Three days should be long enough, I thought, to see how many church groups had posted statements or prayers about the terrible murders in the Quebec City mosque.
So I went online, checking out the home pages of national church bodies.
I visited 20 websites; eight groups had posted calls to prayer or expressions
of solidarity and concern; 12 had not.
I posted my findings on Facebook. “Canadian churches say they want to be
relevant to society, that they want Canadians to know they care about a hurting
world,” I wrote. “So, three days after the terrible murders of Muslims in Quebec
City, how are they doing?”
I then went on to list my findings, naming the groups that had mentioned
it—and those that hadn’t.
(I also checked other faith groups; a couple of national
Jewish websites condemned the attack, but I found nothing on Hindu, Buddhist or
Sikh websites—groups that, admittedly, have less of a national presence.)
Immediately, some people protested. “A website isn’t the only way to be
relevant and show concern for hurting people,” said one.
“You don’t know if an e-mail or phone call was made,” said another.
“Maybe they wanted to keep it private and personal.”
Others noted that some church groups aren’t really very tech-savvy,
don’t update their websites very often, or might have complicated layers of
approvals before they can post anything like this.
All valid points—to an extent. Some groups do take longer than others to
make decisions. And just because nothing is mentioned on a national website
doesn’t mean members weren’t individually expressing their concern. And
statements on websites are not the only way churches can show they are
relevant.
But at a time like this, with so many dead and a nation in shock, that
seems to be the minimum any faith group could do, and as quickly as possible.
Why? One reason is because that’s where most people today look for
information—online. This is especially true for younger people, who don’t tend
to read printed denominational magazines.
Posting something on a website is also a way to tell those who are
grieving that they aren’t alone. Not saying anything says the opposite: “We
don’t care.”
Finally, a posted statement clearly tells anyone who sees it that hate
of any kind isn’t welcome here.
And that, in the end, might be the most important reason posting a
statement. One thing that was emphasized again and again following the murders
is that people of goodwill and good hearts need to speak up for those who live
in fear because of their race or religion.
That was the message delivered by Liberal Member of Parliament Joel
Lightbound, who represents the riding where the killings occurred.
In a moving speech in the House of Commons, he apologized to Muslims in Quebec
City “for having observed stigmatization, ostracization over the past years.”
He had “seen the mistrust, the fear, the hatred among my peers,” he
said, but had not “done enough” to counter it.
Silence, he concluded, “also has consequences.”
One person who knows that only too well is Winnipegger Shahina
Siddiqui.

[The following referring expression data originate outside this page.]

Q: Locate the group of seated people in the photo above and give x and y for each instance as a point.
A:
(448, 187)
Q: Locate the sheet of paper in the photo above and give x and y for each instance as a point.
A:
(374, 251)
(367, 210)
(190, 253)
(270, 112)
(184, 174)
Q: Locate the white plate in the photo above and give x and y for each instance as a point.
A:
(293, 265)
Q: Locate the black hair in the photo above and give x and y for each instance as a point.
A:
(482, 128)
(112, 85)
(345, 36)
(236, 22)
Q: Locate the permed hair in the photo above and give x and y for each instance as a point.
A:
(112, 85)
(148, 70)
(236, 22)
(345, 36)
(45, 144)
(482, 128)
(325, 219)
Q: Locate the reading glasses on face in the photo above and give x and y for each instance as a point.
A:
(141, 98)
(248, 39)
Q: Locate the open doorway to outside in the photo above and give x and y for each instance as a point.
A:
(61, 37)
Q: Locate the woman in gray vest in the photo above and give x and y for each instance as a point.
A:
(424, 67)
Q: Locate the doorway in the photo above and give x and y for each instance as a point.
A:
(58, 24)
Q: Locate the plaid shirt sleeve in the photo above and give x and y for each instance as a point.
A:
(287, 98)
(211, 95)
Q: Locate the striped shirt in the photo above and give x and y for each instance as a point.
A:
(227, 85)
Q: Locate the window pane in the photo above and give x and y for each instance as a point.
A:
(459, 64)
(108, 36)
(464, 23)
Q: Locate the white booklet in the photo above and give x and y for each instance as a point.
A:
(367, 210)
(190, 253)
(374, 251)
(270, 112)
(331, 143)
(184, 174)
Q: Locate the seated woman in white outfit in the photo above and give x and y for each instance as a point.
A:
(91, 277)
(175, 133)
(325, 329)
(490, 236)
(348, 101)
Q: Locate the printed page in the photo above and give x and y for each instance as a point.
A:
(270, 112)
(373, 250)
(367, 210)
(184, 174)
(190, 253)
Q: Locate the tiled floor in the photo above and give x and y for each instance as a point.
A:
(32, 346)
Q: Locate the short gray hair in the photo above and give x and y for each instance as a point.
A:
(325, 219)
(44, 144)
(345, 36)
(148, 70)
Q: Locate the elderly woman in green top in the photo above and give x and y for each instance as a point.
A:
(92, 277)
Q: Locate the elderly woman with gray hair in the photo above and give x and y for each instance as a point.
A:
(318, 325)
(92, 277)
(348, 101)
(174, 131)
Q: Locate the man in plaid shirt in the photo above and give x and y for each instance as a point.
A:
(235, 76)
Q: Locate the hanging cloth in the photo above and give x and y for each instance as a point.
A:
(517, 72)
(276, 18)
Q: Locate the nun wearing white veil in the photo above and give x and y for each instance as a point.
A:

In an article on the CBC Manitoba website after the killings, she noted
that the seeds of the murders “were sown and nurtured by deliberate
campaigns to foster Islamophobia.”
For a long time, she said, “language that dehumanized Muslims and
demonized Islam was creeping into our discourse . . . and being accepted
uncritically as truth by society at large.”
This point was reinforced by Andrew Coyne, a columnist for the National
Post. While we shouldn’t try to censor speech, he wrote, that doesn’t mean
“we should not govern our own.”
“We are all of us engaged every day in the construction of a moral
order: By our accumulated individual examples, the words we use, the acts we
condone, we can make it one that encourages decency and compassion towards
others, or the reverse. This is particularly true of those in positions of
leadership, political or other.”
“Other,” in my mind, includes faith groups. If, God forbid, anything
like this should happen again in Canada, I hope more of them are quicker off
the mark in speaking up for the kind of Canada we all want to live in.